Rachel is a well-known artist in our local area. Based in Cromwell, Rachel is always creating. Wanaka Fine Art Gallery has asked Rachel to join the gallery with her paintings, beginning with an exhibition on her latest theme called Foreshore


Rachel Hirabayashi
Rachel Hirabayashi - Artist

Rachel Hirabayashi

Rachel is a self-taught artist. Painting and drawing have been life-long activities for Rachel, and her father’s painting activities ‘normalised’ the occupation for her. His work continues to inspire. After leaving school, she worked as a children’s book illustrator and graphic designer in Auckland – her hometown – before heading overseas. Extensive travel included time spent living in semi-rural Japan with her then husband’s family. Here she was constantly drawing and painting in watercolours. Rachel was impressed by the high regard in which artists are held in Japan, where it is normal for full-time artists to be members of artist’s guilds.

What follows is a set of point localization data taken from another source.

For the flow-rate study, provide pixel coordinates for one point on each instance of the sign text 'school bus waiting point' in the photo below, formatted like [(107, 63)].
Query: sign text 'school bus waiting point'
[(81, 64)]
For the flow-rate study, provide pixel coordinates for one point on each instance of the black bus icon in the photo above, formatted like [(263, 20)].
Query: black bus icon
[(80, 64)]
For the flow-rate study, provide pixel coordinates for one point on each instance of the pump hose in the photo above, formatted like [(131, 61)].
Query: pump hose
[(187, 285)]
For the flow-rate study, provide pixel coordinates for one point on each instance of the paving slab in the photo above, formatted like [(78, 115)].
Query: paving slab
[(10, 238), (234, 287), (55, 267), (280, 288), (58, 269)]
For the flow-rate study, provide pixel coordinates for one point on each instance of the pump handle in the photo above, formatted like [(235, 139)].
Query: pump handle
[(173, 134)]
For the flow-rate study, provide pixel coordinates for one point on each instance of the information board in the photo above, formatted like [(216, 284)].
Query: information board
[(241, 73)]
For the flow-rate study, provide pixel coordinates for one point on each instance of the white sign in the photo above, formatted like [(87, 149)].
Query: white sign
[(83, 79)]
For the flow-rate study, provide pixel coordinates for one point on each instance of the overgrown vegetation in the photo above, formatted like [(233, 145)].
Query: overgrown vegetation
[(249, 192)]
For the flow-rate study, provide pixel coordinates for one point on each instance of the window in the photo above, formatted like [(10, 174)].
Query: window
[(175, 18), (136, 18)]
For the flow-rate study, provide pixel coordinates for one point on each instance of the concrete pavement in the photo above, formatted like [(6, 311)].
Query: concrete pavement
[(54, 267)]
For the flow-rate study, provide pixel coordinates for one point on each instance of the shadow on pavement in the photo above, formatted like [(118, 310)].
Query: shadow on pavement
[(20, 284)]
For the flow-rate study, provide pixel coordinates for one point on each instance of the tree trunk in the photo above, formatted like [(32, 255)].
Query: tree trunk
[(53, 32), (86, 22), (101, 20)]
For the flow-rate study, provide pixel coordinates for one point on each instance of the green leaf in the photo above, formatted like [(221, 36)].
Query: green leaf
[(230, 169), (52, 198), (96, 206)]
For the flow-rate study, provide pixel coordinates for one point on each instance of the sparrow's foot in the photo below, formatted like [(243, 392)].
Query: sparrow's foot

On returning to New Zealand, Rachel completed a degree in Art History and Theory at the University of Otago and continued to develop her art, shifting to acrylics. Travel beckoned again, this time North and South America, particularly Mexico, where she lived for some time. Here she remembers the impact of viewing paintings and murals by Frida Kahlo and Diego Rivera, as well as the intensity of Catholic imagery with its Latin American pagan realism. Learning Spanish and return trips, most recently to Bolivia, refresh her imagination.

studio image

Since establishing herself in a 100-year-old cottage in Cromwell, Rachel’s travel journals, the surrounding landscape, and her interest in Central Otago’s history have been starting points for several series of works in acrylics, both large and small.

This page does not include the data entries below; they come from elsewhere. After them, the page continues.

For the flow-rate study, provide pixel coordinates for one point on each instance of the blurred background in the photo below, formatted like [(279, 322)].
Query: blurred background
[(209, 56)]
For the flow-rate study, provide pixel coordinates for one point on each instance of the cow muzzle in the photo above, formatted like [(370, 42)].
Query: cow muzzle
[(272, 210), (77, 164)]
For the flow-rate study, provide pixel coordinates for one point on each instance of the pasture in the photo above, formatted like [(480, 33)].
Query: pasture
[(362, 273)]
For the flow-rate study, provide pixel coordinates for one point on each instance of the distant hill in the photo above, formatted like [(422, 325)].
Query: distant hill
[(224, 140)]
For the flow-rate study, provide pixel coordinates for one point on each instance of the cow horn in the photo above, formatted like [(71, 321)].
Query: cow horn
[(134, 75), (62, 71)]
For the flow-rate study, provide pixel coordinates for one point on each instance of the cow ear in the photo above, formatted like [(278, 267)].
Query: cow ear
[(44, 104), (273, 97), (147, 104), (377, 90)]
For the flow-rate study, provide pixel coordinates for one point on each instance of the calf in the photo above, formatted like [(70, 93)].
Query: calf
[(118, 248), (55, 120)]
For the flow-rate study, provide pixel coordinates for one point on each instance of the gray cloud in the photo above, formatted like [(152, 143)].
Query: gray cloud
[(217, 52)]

Rachel does not work from life: her finished works are images or ideas filtered through ‘emotional memory’. She values the imagery, colour, detail, scale and light to which travel has exposed her. Recent series, such as Pioneers, Flood and Gold Town have shown Rachel’s strengths with colour, texture and composition. Fields of luminous colour are held in balance by skyline, horizon line, or fence line, with dark and light working in harmony. Rachel’s technique of layering pigment and washes on the surface evokes a sense of veiled stillness and of timelessness. Each series shares compositional themes and repeated motifs such as early settler’s dwellings, humble churches and stone buildings, water, and – occasionally – goats. Her recent themes include landscapes, settlement within a landscape, and landscapes lost or changed through human land-use. Her palette evokes arid plains, the diverse qualities of light and the forceful yet sinuous nature of water.

Over recent years Rachel has formed a distinctive visual language and her work is admired and collected by locals and international visitors alike. She has won numerous awards and regularly exhibits around the region. In addition, she has created a fascinating and idiosyncratic garden that she describes as ‘a work in progress’.